The aims are laudable, but there has to be a better book on this subject.
An excellent book that I have returned to many times
The book is written from the current, scientific understanding of how diseases occur in the body. It does not hide behind woolly explanations of chakras and energy forces simply because it is aimed at complementary practitioners - that would do us all a disservice and only give the medical profession extra ammunition against complementary therapies. Diseases aren't pretty and they aren't nice, but any serious therapist should have some knowledge of the conditions they may expect to see through their work. Medical or anatomical terms have to be employed for clarity - this book doesn't patronise you and assumes (fairly, in my opinion, given the nature of a complementary therapist's line of work) that you have some grounding in anatomy and physiology.
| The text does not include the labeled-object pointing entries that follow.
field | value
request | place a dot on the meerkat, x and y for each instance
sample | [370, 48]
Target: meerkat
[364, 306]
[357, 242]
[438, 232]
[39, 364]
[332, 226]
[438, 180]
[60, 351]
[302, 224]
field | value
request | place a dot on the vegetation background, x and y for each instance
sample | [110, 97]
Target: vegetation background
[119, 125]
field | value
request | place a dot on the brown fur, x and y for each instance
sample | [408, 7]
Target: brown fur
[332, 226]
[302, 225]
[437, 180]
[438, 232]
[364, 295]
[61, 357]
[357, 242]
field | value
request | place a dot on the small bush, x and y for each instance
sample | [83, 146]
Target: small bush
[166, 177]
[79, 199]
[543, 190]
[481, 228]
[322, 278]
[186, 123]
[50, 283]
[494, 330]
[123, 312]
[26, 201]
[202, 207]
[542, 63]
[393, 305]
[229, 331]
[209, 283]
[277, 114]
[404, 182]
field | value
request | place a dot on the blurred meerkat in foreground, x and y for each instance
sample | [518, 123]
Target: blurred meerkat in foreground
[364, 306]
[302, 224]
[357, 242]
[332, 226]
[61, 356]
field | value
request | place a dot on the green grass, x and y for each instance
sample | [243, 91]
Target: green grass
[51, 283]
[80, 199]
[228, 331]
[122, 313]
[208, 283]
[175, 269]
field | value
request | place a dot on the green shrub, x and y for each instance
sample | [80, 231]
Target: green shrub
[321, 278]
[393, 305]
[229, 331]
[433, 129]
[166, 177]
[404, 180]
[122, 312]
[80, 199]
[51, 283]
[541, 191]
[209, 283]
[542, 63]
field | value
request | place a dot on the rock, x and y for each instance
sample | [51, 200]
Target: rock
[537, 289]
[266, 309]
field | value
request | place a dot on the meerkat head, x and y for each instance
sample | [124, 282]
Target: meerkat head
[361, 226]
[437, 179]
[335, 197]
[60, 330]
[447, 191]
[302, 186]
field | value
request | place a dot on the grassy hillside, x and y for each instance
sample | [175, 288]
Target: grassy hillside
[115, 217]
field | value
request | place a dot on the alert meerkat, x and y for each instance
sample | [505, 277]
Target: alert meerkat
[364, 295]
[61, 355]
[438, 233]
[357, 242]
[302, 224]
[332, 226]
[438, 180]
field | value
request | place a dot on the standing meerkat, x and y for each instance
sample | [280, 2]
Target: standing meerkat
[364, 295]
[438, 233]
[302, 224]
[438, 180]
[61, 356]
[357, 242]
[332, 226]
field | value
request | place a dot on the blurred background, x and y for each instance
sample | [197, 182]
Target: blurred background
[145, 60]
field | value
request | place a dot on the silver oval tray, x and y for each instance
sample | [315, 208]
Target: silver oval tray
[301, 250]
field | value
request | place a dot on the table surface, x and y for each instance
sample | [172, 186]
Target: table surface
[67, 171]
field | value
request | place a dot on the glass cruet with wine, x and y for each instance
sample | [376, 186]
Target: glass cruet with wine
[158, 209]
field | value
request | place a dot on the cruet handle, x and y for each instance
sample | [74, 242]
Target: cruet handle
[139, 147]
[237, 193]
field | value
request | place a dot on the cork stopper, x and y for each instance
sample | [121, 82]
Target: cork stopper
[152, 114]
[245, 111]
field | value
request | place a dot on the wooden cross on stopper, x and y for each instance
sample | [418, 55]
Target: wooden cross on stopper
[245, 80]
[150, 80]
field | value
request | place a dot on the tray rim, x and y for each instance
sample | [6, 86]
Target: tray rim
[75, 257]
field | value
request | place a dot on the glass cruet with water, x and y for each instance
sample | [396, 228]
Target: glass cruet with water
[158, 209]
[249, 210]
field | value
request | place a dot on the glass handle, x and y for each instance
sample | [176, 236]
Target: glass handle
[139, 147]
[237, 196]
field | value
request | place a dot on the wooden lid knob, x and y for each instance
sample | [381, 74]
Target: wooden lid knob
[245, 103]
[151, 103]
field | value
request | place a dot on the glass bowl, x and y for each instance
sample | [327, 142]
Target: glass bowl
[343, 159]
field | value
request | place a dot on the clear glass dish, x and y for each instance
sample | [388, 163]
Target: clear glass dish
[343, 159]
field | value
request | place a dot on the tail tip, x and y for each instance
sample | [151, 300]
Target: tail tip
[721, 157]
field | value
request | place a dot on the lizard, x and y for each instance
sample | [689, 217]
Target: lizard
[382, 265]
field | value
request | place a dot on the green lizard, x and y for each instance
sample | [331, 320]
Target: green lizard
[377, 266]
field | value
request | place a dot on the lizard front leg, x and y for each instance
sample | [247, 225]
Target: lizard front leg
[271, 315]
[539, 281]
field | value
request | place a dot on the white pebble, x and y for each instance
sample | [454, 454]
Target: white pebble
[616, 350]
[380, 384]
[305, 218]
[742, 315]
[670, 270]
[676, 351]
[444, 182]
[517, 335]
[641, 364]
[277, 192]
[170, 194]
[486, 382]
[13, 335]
Dentistry is not covered, possibly because UK law precludes unqualified persons (in other words those without a dentistry degree) from performing dentisty. It would seem silly to add volume to a book if it is to be of no use to the readership.
Complementary rather than alternative
What I like about this book is that it is not extreme. It does not damn the alternative/complementary approach to medicine and it doesn't refuse to acknowledge medical science. The author, a GP from 1970-81 has taught at various schools of complementary medicine and the book evolved from discussions with homoeopaths, osteopaths, herbalists, acupuncturists and others.
Despite what it says in the foreword it is not really holistic and it does lean towards a traditional view that emotions, mind and body are treated as separate. Specialists are to be consulted whose role is to examine, diagnose and treat the parts, but as another reviewer says that's what's needed. The way in which complementary medicine aids conventional medicine will depend on the therapist. It provides guidance by acknowledging the great insights of science with its store of observation and accumulated evidence from centuries of recording and correlating data. As such Dr Ball's book is a good reference source for the main symptoms of common diseases explained without jargon.
It describes likely effects and disease progression in a concise manner, illustrated with simple diagrams and charts. It is easy to look up conditions with bold paragraph headings within each chapter and there is also a glossary of medical and homeopathic terms.